Now, I am sure some of you recognition those seemingly random dots and dashes. And to most of you, they don’t make a bit of sense. But for those trained in ‘CW’ [constant wave] or Morse Code, then you know that it reads ‘Morse Code.’ In an attempt to extend my amateur radio privileges, I need to learn this “new language” and be able to pass a test of 5 WPM [words per minute].

There are many different ways in which to learn code, including countless computer programs, books and CDs that will teach you how to study and make sense out of “dits and dahs.” That is what they actually call the characters, not dots and dashes.

I have actually tried to learn morse code one previous time when I was a newly licensed ham back in back in 1995 as KC5NWR in Arlington, Texas. I bought a set of eight cassette tapes from Radio Shack and started listening, but got quickly frustrated and stashed the tapes until I found them late last year while going through boxes of my stuff. Wouldn’t you know it, I start listening to them on the way to work in my truck and the damn tape breaks. So I upgraded. Since Radio Shack no longer sold the tapes, I hit up Ham Radio Outlet in Oakland and picked up a set of CDs.

In the meantime I have also downloaded about 5 different programs that allow you the luxury of setting up specific parameters in order to copy the code as the characters/words are sent. Now, this is no different than learning a new language. Can you learn to speak 40 words in a foreign language? Morse Code is no different. One method teaches using the dichotomic search where you follow a table, like the one below:

To be honest, I have not studied using this method, but like all it takes is a bit of effort in order to learn code. In the past few days, I have learned the entire alphabet and all the numbers, 0-9. There are also some prosigns that need to be learned. A prosign is a procedural signal that holds a special meaning. One example is AR [.-.-.] that means stop or end of message.

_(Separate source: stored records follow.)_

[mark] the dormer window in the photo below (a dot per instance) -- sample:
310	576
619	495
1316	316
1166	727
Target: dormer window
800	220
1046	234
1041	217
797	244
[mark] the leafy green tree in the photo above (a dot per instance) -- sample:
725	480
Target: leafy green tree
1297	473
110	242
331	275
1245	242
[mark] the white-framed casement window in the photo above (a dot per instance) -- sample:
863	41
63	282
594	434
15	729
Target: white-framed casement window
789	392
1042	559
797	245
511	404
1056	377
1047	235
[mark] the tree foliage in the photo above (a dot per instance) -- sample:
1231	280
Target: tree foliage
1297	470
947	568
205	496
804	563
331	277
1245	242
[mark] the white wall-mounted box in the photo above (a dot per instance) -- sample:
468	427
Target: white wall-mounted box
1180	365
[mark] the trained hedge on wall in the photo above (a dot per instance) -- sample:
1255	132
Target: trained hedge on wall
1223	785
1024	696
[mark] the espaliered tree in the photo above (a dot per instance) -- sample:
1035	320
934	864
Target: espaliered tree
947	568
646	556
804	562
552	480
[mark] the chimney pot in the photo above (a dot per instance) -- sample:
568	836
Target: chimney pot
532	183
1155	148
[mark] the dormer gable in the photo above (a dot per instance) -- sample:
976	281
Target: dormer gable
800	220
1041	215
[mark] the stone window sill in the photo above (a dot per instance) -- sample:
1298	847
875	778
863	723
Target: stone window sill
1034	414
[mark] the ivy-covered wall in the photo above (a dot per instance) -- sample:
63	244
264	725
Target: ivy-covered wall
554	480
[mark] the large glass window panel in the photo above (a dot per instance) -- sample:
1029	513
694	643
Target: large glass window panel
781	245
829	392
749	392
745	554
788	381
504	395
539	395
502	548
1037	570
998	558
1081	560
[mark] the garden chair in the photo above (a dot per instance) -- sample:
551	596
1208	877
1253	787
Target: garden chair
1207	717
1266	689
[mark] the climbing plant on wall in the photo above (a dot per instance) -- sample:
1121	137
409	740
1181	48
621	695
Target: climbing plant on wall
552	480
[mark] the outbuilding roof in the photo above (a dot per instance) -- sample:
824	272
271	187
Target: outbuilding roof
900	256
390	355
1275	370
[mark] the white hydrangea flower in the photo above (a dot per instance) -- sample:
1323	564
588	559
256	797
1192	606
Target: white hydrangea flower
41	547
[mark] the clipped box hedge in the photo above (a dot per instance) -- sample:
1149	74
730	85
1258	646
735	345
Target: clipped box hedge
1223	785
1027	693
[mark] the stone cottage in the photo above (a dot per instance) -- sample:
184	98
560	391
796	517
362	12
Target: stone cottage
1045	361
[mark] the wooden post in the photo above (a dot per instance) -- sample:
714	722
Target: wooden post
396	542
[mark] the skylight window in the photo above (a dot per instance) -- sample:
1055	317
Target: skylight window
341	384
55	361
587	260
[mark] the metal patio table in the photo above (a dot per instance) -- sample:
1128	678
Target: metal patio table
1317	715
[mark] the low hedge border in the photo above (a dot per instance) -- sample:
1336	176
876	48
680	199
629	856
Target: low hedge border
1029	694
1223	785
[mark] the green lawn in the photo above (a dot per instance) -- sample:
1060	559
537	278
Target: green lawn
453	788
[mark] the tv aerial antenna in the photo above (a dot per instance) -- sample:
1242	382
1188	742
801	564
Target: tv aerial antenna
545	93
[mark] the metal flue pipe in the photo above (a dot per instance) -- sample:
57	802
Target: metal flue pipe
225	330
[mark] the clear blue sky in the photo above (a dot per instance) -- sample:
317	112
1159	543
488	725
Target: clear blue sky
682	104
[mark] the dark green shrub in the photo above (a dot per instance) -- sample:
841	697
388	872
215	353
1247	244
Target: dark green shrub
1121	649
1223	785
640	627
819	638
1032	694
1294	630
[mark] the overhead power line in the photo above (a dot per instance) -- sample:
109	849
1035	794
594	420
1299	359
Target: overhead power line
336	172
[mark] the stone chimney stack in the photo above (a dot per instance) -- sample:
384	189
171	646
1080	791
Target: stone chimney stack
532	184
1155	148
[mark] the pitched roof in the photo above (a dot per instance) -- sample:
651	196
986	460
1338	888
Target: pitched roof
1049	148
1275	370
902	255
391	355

I have already successfully passed the necessary tests [called Elements] in order to have HF [high frequency] privileges, but it is the knowledge of Morse Code that allows to operate on those frequencies. So until I pass the test, I am very limited as to where I can operate, none of which is too terribly exciting, mostly local contacts using a repeater. I have until November to learn, understand and pass the 5 WPM test or else I will need to retest the written portions because they will expire after 12 months.

I am not worried…too much. I feel I am ahead of the game here, I can be driving along and spot a sign and spell it out in Morse Code. Talk about being a geek! But hearing a letter, such as ‘_..’ and being able to recognize it as ‘D’ is something else and does take some practice, even at 5 WPM for someone just learning or relearning the code.